I was resolving an exercise where I had to use $\lvert(a+bi)^4\rvert$ and put it as $\lvert a+bi\rvert^4$. Of course that $$r = \lvert a+bi\lvert = \sqrt{\left(a^2+b^2\right)}$$
I realized that I can say in general that $$\lvert\left(a+bi\right)^n\rvert = \left\lvert(a+bi)\right\rvert^n$$
However, I feel that this is a difficult approach. Can someone help me?
On
$z= a+bi\\ |z| = \sqrt {z\bar z}\\ |z^n| = \sqrt {(z^n)(\overline {z^n})} = \sqrt {(z\bar z)^n} = |z|^n$
On
We can show by induction the more general result that if $z_j\in\mathbb{C}$, $|\prod_{j=1}^n z_j|=\prod_{j=1}^n|z_j|$. The main insight is that $\sqrt{a}{\sqrt b}=\sqrt{ab}$.

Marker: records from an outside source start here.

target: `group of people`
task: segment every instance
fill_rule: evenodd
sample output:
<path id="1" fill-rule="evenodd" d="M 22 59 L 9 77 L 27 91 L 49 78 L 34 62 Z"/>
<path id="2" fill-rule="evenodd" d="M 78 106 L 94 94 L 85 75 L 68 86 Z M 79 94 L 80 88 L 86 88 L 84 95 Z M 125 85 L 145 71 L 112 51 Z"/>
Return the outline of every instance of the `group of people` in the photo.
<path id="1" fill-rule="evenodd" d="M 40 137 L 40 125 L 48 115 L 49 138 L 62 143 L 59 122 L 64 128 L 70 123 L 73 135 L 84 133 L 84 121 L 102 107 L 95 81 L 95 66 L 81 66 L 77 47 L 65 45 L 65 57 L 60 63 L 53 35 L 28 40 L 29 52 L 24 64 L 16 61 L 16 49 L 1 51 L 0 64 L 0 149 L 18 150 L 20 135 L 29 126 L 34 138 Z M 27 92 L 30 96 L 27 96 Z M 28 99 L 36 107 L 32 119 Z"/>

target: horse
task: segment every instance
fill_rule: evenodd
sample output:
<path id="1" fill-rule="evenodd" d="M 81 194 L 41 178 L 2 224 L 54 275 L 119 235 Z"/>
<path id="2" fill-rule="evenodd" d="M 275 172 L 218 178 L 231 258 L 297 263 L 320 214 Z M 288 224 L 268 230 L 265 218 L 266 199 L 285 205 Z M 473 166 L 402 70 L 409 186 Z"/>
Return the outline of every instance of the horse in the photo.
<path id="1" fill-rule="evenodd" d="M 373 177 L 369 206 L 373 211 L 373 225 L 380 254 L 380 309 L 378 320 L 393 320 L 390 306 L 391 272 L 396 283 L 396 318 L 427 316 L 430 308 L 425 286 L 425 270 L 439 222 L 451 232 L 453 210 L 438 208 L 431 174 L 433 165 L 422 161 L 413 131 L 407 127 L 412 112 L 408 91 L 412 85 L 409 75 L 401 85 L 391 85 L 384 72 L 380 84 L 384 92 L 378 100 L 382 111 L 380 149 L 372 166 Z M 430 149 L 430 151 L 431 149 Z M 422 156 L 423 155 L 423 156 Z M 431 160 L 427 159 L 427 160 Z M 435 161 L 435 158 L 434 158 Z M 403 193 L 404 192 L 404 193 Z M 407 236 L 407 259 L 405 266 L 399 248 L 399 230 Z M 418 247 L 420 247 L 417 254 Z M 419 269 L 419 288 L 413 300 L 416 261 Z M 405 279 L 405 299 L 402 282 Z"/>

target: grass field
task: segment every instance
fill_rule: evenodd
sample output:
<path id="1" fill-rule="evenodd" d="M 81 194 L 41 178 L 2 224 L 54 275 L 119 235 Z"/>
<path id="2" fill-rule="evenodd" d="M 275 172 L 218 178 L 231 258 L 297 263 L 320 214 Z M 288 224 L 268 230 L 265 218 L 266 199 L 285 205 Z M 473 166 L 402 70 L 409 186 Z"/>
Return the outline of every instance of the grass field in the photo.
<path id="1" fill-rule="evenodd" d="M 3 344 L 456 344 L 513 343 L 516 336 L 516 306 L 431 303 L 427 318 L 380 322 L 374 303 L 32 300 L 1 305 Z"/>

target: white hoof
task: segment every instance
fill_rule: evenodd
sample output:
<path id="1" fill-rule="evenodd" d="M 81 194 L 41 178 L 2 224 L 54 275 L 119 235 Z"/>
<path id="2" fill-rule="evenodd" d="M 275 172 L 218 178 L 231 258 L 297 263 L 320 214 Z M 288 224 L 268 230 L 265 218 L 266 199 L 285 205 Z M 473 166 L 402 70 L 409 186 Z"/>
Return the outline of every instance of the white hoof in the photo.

$j=1$ is clear. For $j=2$, note $(a+bi)(c+di)=(ac-bd)+(ad+bc)i$, so $|(a+bi)(c+di)|=\sqrt{(a^2+b^2)(c^2+d^2)}$. On the other hand, $|a+bi||c+di|=\sqrt{a^2+b^2}\sqrt{c^2+d^2}=\sqrt{(a^2+b^2)(c^2+d^2)}$.
Suppose the result holds for $j=m$. Then since $\mathbb{C}$ is closed under multiplication, $\prod_{j=1}^m z_j\in\mathbb{C}$, and the inductive step and base case $j=2$ give us $|\prod_{j=1}^{m+1}z_j|=|\prod_{j=1}^m z_j||z_{m+1}|=(\prod_{j=1}^m |z_j|)|z_{m+1}|=\prod_{j=1}^{m+1}|z_j|.$
Write $a+bi=r(\cos\theta+i\sin\theta)$, then $$(a+bi)^n=r^n(\cos(n\theta)+i\sin(n\theta)). $$ Now $$|(a+bi)^n|=|r^n(\cos(n\theta)+i\sin(n\theta)|=r^n=|a+bi|^n. $$